(No longer in theaters)
Apr 3, 2009
Director Greg Mottola plays old songs in new keys and strikes dissonant, unsettling notes. His Superbad was a formula teen-sex comedy written by Seth Rogen and Evan Goldberg, but it came out less like American Pie than American Graffiti with a hint of Blue Velvet—the drive to get laid existing side by side with the dread of the world where that leads. (The grown-ups were scarily unhinged.) Adventureland, which Mottola wrote, is a coming-of-age picture made strange by its setting and the graceful tremulousness of its actors. It’s 1987, and the protagonist, James (Jesse Eisenberg), is stuck in a Pittsburgh suburb with his parents between college and graduate school, working game booths in a dilapidated amusement park. Still a virgin, he falls hard for Em Lewin (Kristen Stewart), who’s secretly carrying on with Connell (Ryan Reynolds), the park’s too-cool, married fix-it guy. All the characters are old enough to live on their own but are still in the rooms they had as kids (the exception, Connell, uses his mom’s basement for trysts), and they’re chafing miserably at their dependence. Adventureland (the park) offers little in the way of liberation. The creaky rides with their deafening disco music seem adventure-free.

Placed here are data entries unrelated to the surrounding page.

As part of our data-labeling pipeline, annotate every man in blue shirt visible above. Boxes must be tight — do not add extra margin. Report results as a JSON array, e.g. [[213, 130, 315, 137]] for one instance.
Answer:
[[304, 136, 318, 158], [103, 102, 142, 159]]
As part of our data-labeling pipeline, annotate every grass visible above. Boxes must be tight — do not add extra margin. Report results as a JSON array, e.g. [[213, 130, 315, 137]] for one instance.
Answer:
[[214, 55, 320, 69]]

Adventureland isn’t funereal, though—it’s light on its unhappy feet. Eisenberg has been playing arrested heroes for a while, and he’s canny enough never to let you catch him drooping. His face is a fount of uncertainty between a helmet of curly hair and a big Adam’s apple; his skinny frame lists from side to side as if he’s unable to muster the will to show gravity who’s boss; he has to contort to conceal his erections. What makes James so fascinating (and dismaying) is his compulsive blabbing; there’s nothing too personal he won’t say with the least bit of prodding. Or no prodding. It all gushes out—his virginity, his crushes, his heartbreaks. The scenes in which he breathlessly confides in the older Connell about his dates with Em make you cringe, because his words make Connell want Em more. (The advice Connell dispenses is meant to sabotage him.) The only mystery about James is that women find him attractive instead of embarrassing, ostensibly because he’s different from all the inconstant bad boys. Mottola is smart to provide a contrasting defeatist geek, Joel (Martin Starr), who cultivates a nihilistic detachment. At least James is in the world, absurdly hopeful, taking chances.

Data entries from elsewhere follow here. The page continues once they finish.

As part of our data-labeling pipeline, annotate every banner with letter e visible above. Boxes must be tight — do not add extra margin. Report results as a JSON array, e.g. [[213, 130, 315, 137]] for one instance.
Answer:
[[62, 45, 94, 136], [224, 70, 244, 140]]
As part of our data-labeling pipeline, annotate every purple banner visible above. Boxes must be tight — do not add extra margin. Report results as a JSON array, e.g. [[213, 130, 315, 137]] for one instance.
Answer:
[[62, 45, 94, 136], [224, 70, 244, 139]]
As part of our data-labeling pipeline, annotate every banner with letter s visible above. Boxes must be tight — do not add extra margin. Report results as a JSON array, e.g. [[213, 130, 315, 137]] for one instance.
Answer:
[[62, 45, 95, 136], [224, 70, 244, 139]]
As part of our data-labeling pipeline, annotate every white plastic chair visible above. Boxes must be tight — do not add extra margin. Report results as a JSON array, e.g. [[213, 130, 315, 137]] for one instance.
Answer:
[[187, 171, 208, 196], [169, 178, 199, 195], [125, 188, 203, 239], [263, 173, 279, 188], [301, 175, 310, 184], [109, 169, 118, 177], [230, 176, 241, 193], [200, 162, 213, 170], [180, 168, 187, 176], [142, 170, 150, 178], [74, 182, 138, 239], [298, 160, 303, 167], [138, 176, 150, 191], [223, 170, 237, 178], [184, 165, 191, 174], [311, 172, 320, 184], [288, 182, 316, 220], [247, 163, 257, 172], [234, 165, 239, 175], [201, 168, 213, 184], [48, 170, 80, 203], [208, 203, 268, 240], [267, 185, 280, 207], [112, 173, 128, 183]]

Adventureland isn’t just a boys’ life. Many scenes incorporate Em’s perspective, and Kristen Stewart (late of Twilight) seems more alive than she did opposite the vampire hunk with the tall forehead. She doesn’t over-diagram Em’s emotions; her murk is vivid. It’s too bad Mottola writes the adult parts so on-the-nose: It’s one thing for Em to describe her stepmother as a “status-obsessed witch,” another to have the actress telegraph that description in every line. And it’s a letdown when the movie doesn’t do more with SNL’s loony minimalists Bill Hader and Kristen Wiig as the park’s owners. (See Wiig in Ghost Town to appreciate how uproarious a teeny-weeniest of inflections can be.)

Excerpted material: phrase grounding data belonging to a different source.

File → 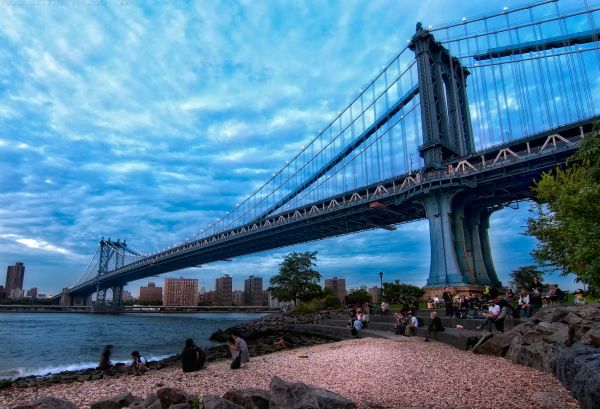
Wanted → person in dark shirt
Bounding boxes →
[425,311,445,341]
[442,287,453,317]
[98,345,113,370]
[181,338,205,372]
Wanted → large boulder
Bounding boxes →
[90,392,140,409]
[554,343,600,409]
[156,387,190,408]
[222,388,270,409]
[202,395,245,409]
[269,376,355,409]
[11,396,78,409]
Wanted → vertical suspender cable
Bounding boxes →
[484,19,505,144]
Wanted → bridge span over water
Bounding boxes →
[61,1,600,306]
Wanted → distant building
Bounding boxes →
[37,293,48,300]
[5,262,25,295]
[368,286,380,303]
[232,290,244,306]
[0,286,7,300]
[164,278,198,306]
[200,290,217,305]
[10,289,24,300]
[121,290,133,302]
[244,276,263,306]
[216,274,232,305]
[139,282,162,303]
[26,287,38,299]
[324,277,346,302]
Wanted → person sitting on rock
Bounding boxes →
[351,317,362,337]
[425,311,445,341]
[130,351,148,375]
[181,338,205,372]
[98,345,113,371]
[516,288,531,318]
[404,311,419,336]
[394,312,404,329]
[380,300,390,315]
[493,299,511,333]
[476,298,501,332]
[274,336,294,349]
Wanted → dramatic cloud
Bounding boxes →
[0,0,588,295]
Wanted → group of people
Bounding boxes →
[97,332,251,375]
[98,345,148,375]
[393,309,419,336]
[346,302,371,337]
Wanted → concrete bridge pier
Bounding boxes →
[421,190,502,298]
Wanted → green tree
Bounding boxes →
[345,286,371,305]
[382,282,424,304]
[527,124,600,296]
[509,265,544,291]
[268,251,322,305]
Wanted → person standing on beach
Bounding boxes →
[181,338,205,372]
[230,332,250,369]
[98,345,113,370]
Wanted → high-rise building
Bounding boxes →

But Adventureland hits home—at least my home. Mottola pumps up the soundtrack with music—The Replacements, Hüsker Dü—I listen to when I want that old eighties feeling. I actually have a James-like impulse to blab about my identification with the movie’s needy, overintellectualizing hero: I could feel in my bones his self-disgust as he lay on his bed in his parents’ house, alienated from their values and lifestyle yet comfortable, too. (He doesn’t have to pay rent.) What makes the movie such an unexpectedly potent little number is that Adventureland comes to stand for Stagnationland; the real roller coaster (i.e., life) is just outside the park.